Ernest George Merritt (April 28, 1865 - June 5, 1948) was an American physicist, who served as dean of the graduate school and chair of the Department of Physicsat Cornell University.

==Early life and career ==
Merritt was born at Indianapolis, Indiana. After a year at Purdue University he transferred to Cornell University where he took a degree in mechanical engineering. After graduation, he stayed at the university to complete a master's degree in physics. In 1889, he was offered a position at Cornell as an instructor, promoted to assistant professor in 1892. In 1893, studied with Max Planck at Berlin University. He and Planck remained friends and correspondent through to the latter's death. Cornell made him a full professor in 1903 and head of the Physics department in 1919, succeeding his mentor, Edward L. Nichols, as chair. Merritt remained as head of the Cornell Physics Department until retirement in 1935. Merritt and Nichols were co-founders of the journal Physical Review in 1893. The Physical Review was printed and published from Cornell University until the administration of the journal was assumed by the American Physical Society. In 1898, Merritt joined with Professor A. G. Webster, Clark University, and others to create the American Physical Society. Merritt served as its first secretary, and eventually as its president (1914–1916). Merritt also served as secretary of the Physical Sciences Section, American Association for the Advancement of Science.
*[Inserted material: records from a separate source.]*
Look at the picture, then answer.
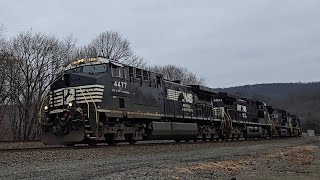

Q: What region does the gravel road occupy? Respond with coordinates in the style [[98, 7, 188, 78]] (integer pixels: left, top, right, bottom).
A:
[[0, 137, 320, 179]]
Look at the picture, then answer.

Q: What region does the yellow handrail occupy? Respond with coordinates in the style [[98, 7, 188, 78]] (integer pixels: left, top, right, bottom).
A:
[[38, 96, 50, 123], [86, 90, 99, 128], [80, 88, 90, 118]]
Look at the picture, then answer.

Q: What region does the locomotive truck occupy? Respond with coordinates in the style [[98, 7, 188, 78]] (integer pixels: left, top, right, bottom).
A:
[[41, 57, 301, 145]]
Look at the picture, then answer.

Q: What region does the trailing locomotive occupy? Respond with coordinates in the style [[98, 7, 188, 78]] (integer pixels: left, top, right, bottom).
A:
[[42, 57, 301, 145]]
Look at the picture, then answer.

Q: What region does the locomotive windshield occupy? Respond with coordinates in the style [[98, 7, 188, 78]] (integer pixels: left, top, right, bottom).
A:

He eventually chaired that section, as well.

== Expertise ==
As a physicist, Merritt is best remembered for the experiments conducted with Edward L. Nichols on the luminescent properties of materials. In their work together over the years Merritt and Nichols were seen almost as a single individual. Merritt also worked in acoustics, electromagnetic oscillations, radio propagation, gaseous discharges, and cathode ray experiments. In the latter, he worked extensively with Harris J. Ryan. With Ryan, he also mentored three generations of Cornell students as members of the Cornell Faculty and the Irving Literary Society. Professor Merritt was also a member of the New York Alpha chapter, Phi Kappa Psi, serving on its corporate board for a half century, and the Irving Literary Society.